Creating an advanced surveillance system like Sentinel was one of the recommendations made by the Institute of Medicine in its 2006 report on ways to improve the safe use of drugs. The Food and Drug Administration Amendments Act of 2007 includes provisions that call for the development of such a system. FDA believes patients will benefit because the agency will be able to identify potential problems sooner, better understand those problems, and ultimately, help health professionals and patients use medical products more safely.
The overall initiative is described in an FDA white paper titled, “The Sentinel Initiative—A National Strategy for Monitoring Medical Product Safety.” The report is available at here.
Such a system could also ultimately facilitate data mining and other research-related activities. Researchers have said its full effects would take years to realize, however.
It is interesting to speculate about the potential impact of the system, especially on products liability litigation.

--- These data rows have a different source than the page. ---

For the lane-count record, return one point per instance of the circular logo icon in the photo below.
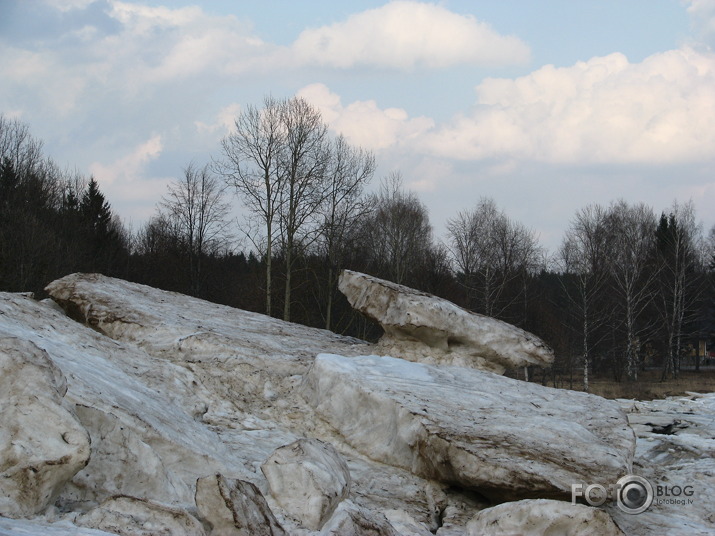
(635, 494)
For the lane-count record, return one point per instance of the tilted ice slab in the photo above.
(422, 327)
(244, 369)
(675, 452)
(503, 437)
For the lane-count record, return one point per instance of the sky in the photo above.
(545, 107)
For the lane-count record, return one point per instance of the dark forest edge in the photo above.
(627, 298)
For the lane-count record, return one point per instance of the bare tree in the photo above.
(196, 206)
(678, 246)
(397, 231)
(492, 254)
(584, 255)
(632, 236)
(304, 160)
(349, 171)
(251, 158)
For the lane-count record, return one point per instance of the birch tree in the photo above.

Medicare collects data typically only when a medical provider is seeking payment. This claims data is less complete, and potentially less accurate than actual patient health records. Thus, utilizing Medicare data to assess health outcomes of drug use may be problematic. Of course, the new system doesn’t change the reality that sometimes patients suffer adverse events after receiving drugs because they are sick, not because the drug has a problem. And Medicare recipients use an average of 28 prescriptions in a year, compared with an average among all Americans of something like 12 prescriptions. Sorting out which medicine caused any single problem – if any did — can be difficult.

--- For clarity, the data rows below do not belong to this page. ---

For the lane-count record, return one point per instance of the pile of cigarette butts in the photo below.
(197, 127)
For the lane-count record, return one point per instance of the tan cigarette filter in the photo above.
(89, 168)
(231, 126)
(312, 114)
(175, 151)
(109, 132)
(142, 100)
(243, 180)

In mass tort litigation, as readers of MassTortDefense know, plaintiffs frequently will attack defendants’ AER system, the resources devoted, the quality of the reporting. Even more frequently, plaintiffs will allege that the AE reports revealed a “signal” far sooner and far more clearly than the company thought; that the defendant missed or ignored the signal about potential adverse events in order to avoid the financial impact of a new label with a stronger warning. But if the FDA will eventually be able to query databases of tens of millions of patients almost simultaneously, presumably it will no longer have to wait for reports from the field, and the allegations of “missed signals” may lose all force.
To assess the accuracy of the Sentinel system, the FDA will initially conduct studies of drug side-effects that are already well known. And despite the issues, the Pharmaceutical Research and Manufacturers of America supported the FDA initiative, see here, because it will allow regulators and health care professionals to move from reliance on voluntary reporting of side effects to a more proactive monitoring of medicines.